With two-factor authentication enabled, Amazon will request that you also enter a security code after entering your password. This security code is sent by text message to your phone or can be generated via your own authenticator app. Here’s Amazon’s guide to two-step verification.
This will ensure that even if someone has gained access to your password, they still won’t be able to proceed without the security code.
Experts recommend that you switch on two-factor authentication for any of your accounts where it’s an option, but especially accounts which hold sensitive information.
How to report Amazon scams
Amazon has a dedicated page explaining how you can report suspicious phone calls, emails or text messages:
For ‘brushing’ fraud specifically, it encourages you to report to its Customer Service.
Outside of Amazon directly, phishing emails can be reported to the National Cyber Security Centre (NCSC) on [email protected]
The NCSC can then work to remove the fake websites that phishing emails link to.

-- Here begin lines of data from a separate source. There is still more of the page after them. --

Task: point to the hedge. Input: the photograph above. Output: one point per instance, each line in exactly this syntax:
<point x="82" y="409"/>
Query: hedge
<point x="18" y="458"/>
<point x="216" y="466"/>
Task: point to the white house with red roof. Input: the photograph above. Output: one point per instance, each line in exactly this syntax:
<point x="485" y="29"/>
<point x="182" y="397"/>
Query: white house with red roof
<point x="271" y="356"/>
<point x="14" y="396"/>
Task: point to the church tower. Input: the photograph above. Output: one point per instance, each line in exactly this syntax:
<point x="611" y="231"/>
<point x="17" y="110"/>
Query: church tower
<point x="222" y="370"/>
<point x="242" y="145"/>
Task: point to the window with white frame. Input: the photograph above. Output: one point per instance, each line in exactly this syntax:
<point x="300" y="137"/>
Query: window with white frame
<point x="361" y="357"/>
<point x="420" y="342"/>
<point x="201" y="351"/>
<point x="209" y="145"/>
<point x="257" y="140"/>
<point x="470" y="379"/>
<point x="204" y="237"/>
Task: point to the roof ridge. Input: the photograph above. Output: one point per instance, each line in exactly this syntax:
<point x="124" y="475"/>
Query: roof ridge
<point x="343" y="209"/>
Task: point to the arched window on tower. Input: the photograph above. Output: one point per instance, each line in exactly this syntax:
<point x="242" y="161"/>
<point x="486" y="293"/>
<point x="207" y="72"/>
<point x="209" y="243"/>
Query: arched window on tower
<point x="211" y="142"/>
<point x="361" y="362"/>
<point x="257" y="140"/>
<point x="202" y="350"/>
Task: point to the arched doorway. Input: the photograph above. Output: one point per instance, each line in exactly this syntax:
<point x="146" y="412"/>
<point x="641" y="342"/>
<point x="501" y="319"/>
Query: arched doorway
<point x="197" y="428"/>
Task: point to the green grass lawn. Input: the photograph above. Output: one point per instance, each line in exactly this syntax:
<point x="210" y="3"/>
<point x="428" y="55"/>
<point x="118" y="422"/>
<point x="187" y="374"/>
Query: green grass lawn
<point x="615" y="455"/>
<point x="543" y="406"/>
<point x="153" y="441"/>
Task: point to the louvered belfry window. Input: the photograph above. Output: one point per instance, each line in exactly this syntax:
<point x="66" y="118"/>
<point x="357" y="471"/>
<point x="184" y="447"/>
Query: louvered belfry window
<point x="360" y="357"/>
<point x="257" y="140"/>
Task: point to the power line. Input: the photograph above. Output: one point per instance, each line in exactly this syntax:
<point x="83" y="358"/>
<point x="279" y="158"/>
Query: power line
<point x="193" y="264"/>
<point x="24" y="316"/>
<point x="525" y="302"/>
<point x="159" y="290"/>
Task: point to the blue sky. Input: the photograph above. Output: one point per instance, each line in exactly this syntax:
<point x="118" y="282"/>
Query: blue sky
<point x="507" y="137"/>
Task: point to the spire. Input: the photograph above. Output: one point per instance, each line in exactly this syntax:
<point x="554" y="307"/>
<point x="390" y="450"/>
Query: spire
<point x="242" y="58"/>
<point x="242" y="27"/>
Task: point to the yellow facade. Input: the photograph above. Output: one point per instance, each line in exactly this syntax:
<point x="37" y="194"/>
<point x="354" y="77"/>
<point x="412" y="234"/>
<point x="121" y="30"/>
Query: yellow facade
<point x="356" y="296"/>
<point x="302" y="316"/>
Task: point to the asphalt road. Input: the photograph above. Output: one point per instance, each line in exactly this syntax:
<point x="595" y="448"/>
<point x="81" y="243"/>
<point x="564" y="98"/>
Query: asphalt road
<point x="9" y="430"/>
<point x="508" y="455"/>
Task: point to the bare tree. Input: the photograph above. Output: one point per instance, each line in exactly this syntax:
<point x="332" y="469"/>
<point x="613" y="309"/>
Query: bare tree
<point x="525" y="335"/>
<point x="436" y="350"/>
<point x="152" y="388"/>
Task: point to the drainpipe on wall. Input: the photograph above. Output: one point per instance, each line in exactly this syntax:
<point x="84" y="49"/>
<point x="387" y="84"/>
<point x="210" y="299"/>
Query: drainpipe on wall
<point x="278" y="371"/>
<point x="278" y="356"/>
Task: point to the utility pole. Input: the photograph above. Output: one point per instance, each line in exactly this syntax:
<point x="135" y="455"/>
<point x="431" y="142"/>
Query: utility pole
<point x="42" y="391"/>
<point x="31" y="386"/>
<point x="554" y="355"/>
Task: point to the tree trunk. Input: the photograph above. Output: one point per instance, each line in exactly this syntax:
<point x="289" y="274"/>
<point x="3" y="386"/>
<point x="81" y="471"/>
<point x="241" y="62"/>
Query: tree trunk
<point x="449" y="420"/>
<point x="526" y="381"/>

Amazon has recently issued advice via email to customers containing the following four rules to follow if you’re unsure about a communication you’ve received:
- Never feel pressured to give information (such as your credit card number or account password) over the phone, especially if the call was unexpected.
- Never pay over the phone. Amazon will never ask you for payment over the phone.
- Trust Amazon-owned channels: always go through the Amazon app or website when seeking customer support.
- Be wary of false urgency: be wary if something tries to convince you to ‘act now’.